The Burge court relies on Webster v. Superior Court (1988) 46 Cal.3d 338, 344 [250 Cal.Rptr. 268, 758 P.2d 596], and Love v. Superior Court (1990) *317226 Cal.App.3d 736, 745 [276 Cal.Rptr. 660], to justify its expanded reading of section 23152. Both cases stand for the proposition that courts will look beyond the literal words of a statute when their plain meaning leads to results which are inconsistent with the intent of the legislators. Here, the language of section 23152 does not conflict with the purpose of the legislation; it merely limits its application. Thus, on the basis of the clear language of the statute, its legislative history and inapplicability of Webster and Love, I find the section 23152 presumption unavailable in administrative hearings.
A petition for a rehearing was denied December 23, 1992, and respondent’s petition for review by the Supreme Court was denied March 18, 1993.
All statutory references are to the Vehicle Code.

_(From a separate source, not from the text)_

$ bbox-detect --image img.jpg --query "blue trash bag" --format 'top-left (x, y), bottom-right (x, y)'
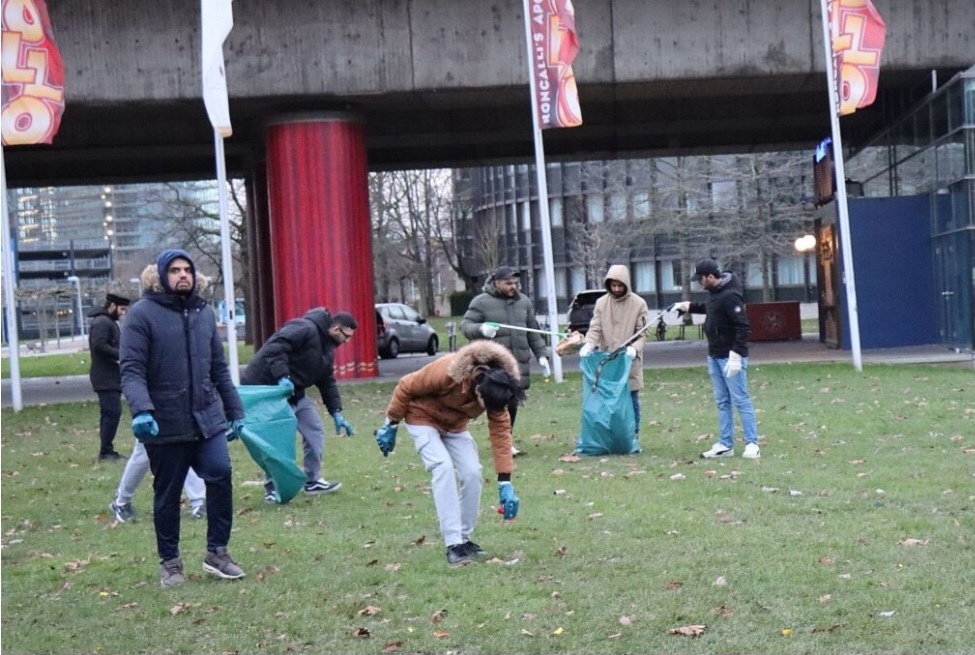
top-left (236, 385), bottom-right (305, 504)
top-left (575, 352), bottom-right (641, 455)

The proposed amendment in no way claimed to be a mere clarification of existing law. (See Tyler v. State of California (1982) 134 Cal.App.3d 973, 977, fn. 2 [185 Cal.Rptr. 49].) The Legislative Counsel’s Digest which accompanied the bill stated: “Existing law prohibits driving a motor vehicle under the influence of an alcoholic beverage or drug, or both, and creates a rebuttable presumption that the driver had more than the permissible amount of alcohol in the blood if a chemical test of the blood, breath, or urine performed within 3 hours of the driving shows a blood alcohol concentration of more than the permissible limit, [f] This bill would make this rebuttable presumption applicable also in an administrative hearing.” (Legis. Counsel’s Dig., Sen. Bill No. 1186 (1991-1992 Reg. Sess.).)